” What did I know of life, I who had lived so carefully? Who had neither won nor lost, but just let life happen to him? Who had the usual ambitions and settled all too quickly for them not being realized? Who avoided being hurt and called it a capacity for survival? ” (Part Two, 142)
The Sense of an Ending is a literary mystery of memory and missed opportunity. Tony Webster is a cautious, divorced man in his 60s who “had wanted life not to bother him too much” (99) and has succeeded. He never consummated his relationship with Veronica, whom he dated in college, and turned spiteful when she was courted by his best friend, Adrian Finn. When Adrian committed suicide shortly after he graduated, Tony accepted the reason for his terminating life with no doubt—one that was philosophical and apropos of someone who had looked ahead and wider around in life. But there is more Tony never knew, nor would he imagine.
But time . . . how time first grounds us and then confounds us. We thought we were being mature when we were only being safe. We imagined we were being responsible but were only being cowardly. What we called realism turned out to be a way of avoiding things rather than facing them. Time give us enough time and our best-supported decisions will seem wobbly, our certainties whimsical. (Part Two, 93)
He met, married, and eventually divorced from a woman whom he knew he wouldn’t mind losing. He always maintained a distance for fear of risking loss. Avoidance becomes a way of way, a forte. Life for Tony is more about safety than emotional investment. An unexpected bequest (diary of his long-deceased friend Adrian) from an old woman—Veronica’s mother—jolts him out of his complaisant calm and forces him to contend with mislaid facts and memories of his youth. What has begun as a determination to obtain the property bequeathed to him has morphed into something much larger: a haunting awakening and an unwelcome corroboration of what he was, or has been.
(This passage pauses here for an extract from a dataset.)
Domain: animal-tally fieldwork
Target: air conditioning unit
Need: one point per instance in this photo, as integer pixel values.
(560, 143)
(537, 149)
But we don’t love many people in this life. One, two, three? And sometimes we don’t recognise the fact until it’s too late. Except that it isn’t necessarily too late. (Part Two, 119-120)
As Tony slowly assembles his willfully forgotten past impressions and actions, the novel sustains a gripping suspense and tension. The origin of the bequest and the truth it beholds make Tony see the fraudulence of his discretion. His fault does not lie in his being chippy, jealous and malign because it’s almost common practice that we’re at our most hurtful being young and sensitive. Tony’s tragedy is that he avoids deep connection rather than embracing it, for fear of risking its loss. Short but definitely not slight, The Sense of an Ending is a poignant portrait of the costs and benefits of time passing, of friendship and love, in particular love, how it validates and vindicates life. The unreliable narrator, safe in his comfort and guard, is a mystery to himself. He becomes the people whom he fears: reacts to hurt by avoiding further damage in life, at whatever cost. How pitiful that the best years are behind him before he’s even understood what life is about.